Un an après sa création, Geodora a déjà séduit une clientèle d’amateurs de haute parfumerie en France, mais également au Chili où elle exporte 15 % de son chiffre d’affaires. Le credo de cette TPE varoise de 3 personnes ? Allier esthétique et éthique dans un secteur trusté par les grands groupes.
« Je suis un startupeur de 56 ans », aime à plaisanter Gérard Gatti avec l’énergie et le recul de ceux qui ont dû tout recommencer à zéro.
Originaire du pays de Grasse, berceau de la parfumerie française, ce titulaire d’une maîtrise de droit public, d’un MBA de l’ISG Paris et d’un diplôme en management de l’Insead, intègre en 1989 le bureau de création parisien d’une société grassoise de composition de parfums, Lautier Florasynth. Il collabore avec différentes maisons avant de fonder en 2000 sa propre société de création de fragrances pour l’industrie de la beauté et des cosmétiques, Fragrances Concerto.
La rupture intervient en 2019, lorsque la maison Expressions parfumées, son principal partenaire, qui travaille à 80 % à l’export, est rachetée par le numéro 1 mondial du secteur, le fabricant suisse d’arômes, de parfums et d’ingrédients cosmétiques Givaudan. « Ce n’était plus le même état d’esprit, regrette le dirigeant. La parfumerie est un secteur qui s’est massifié et qui vend des fragrances comme on vend de la lessive. Je préfère les PME car je considère que l’humain est la ressource principale d’une entreprise et doit être au cœur de la création d’un produit. S’il n’y pas d’humain, ça ne m’intéresse pas. »
Un sourcing de proximité
Fort de trente ans d’expérience dans le secteur, dont 10 à se former en autodidacte à la composition de parfums, le chef d’entreprise ouvre son propre laboratoire dans la propriété familiale de Montauroux, située à 40 minutes en voiture de Grasse.

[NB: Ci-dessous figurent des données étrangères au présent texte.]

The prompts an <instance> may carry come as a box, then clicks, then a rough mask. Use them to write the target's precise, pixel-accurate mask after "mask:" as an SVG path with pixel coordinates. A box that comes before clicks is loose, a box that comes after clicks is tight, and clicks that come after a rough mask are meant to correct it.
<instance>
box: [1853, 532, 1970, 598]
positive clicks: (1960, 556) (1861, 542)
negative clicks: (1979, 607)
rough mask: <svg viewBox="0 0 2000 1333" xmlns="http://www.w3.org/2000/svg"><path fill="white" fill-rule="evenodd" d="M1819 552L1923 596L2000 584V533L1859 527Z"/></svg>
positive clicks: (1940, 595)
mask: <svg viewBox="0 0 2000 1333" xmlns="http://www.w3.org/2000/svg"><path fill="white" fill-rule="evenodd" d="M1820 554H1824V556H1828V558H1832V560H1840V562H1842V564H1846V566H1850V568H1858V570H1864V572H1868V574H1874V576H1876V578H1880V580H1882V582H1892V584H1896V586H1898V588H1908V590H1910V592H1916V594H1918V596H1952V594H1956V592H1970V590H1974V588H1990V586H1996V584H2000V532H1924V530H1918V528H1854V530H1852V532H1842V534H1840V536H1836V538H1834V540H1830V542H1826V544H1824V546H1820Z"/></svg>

Toujours gérant de Fragrances Concerto, il fonde Geodora (« don de la terre ») dont il assure la présidence, avec une idée en tête : créer des eaux de parfum de haute parfumerie écoresponsables et impliquant le plus de fournisseurs locaux possible.
Les contenants réutilisables en aluminium, qui dénotent dans un univers habitué aux flacons de luxe, sont fournis par Tournaire, entreprise née en 1833 avec les premiers distillateurs de plantes à parfum de la région pour lesquelles ce chaudronnier s’est mis à fabriquer des alambics et des estagnons. L’aluminium permet de conserver durablement les parfums fortement concentrés de Geodora, sans colorants et sans additions.
Toujours dans cette volonté de sourcer localement, les emballages en papier de la gamme de savons du parfumeur sont produits par la papèterie Montségur, dans la Drôme. Ces « choix qui ne sont pas financiers, mais de valorisation », selon le dirigeant, bénéficient d’un argument de poids à l’export : l’aura du Made in France. « Sur ce marché très concurrentiel c’est évidemment un très gros avantage et encore plus d’être Made in Provence ».
Des ambitions en Asie et au Moyen-Orient
Conçus et fabriqués en France, à partir de matières premières certes importées (Gérard Gatti songe à les faire venir depuis le continent africain par voilier afin de réduire son empreinte carbone), les 12 eaux de parfums créées par Geodora jouent à fond la carte de la durabilité. L’entreprise est par ailleurs membre de 1% For the Planet et fait don chaque année de 1 % de son chiffres d’affaires à des causes environnementales.
Avec un plan marketing soigné et un savoir-faire fort de trente ans d’expérience, le dirigeant ne compte pas s’arrêter au seul marché chilien sur lequel Geodora a pris pied via un importateur originaire de Grasse et marié à une chilienne. Il négocie les contrats de distributions et fait connaître la marque dans des réunions à domicile, très populaires en Amérique latine.
Avec Business France, il a effectué une première mission mitigée en Scandinavie. « Pour l’instant ça n’a pas abouti, mais l’expérience m’a montré qu’il faut être attentif aux résurgences », estime Gérard Gatti qui a également dans sa ligne de mire des pays ayant une forte tradition de parfumerie, un critère important sur un marché de niche. « Le Japon et la Corée du Sud sont encore à valider, mais dans un avenir proche nous allons prospecter le Moyen-Orient, qui est un hub international dans le secteur, et l’Italie ».
Pour ce faire, les eaux de parfums de Geodora partiront en quête de clientèle sur les salons (Beautyworld Middle East à Dubai l’an prochain et Esxense à Milan en 2024) avec toujours le même leitmotiv : « faire une parfumerie d’auteur dans un monde de blockbusters ».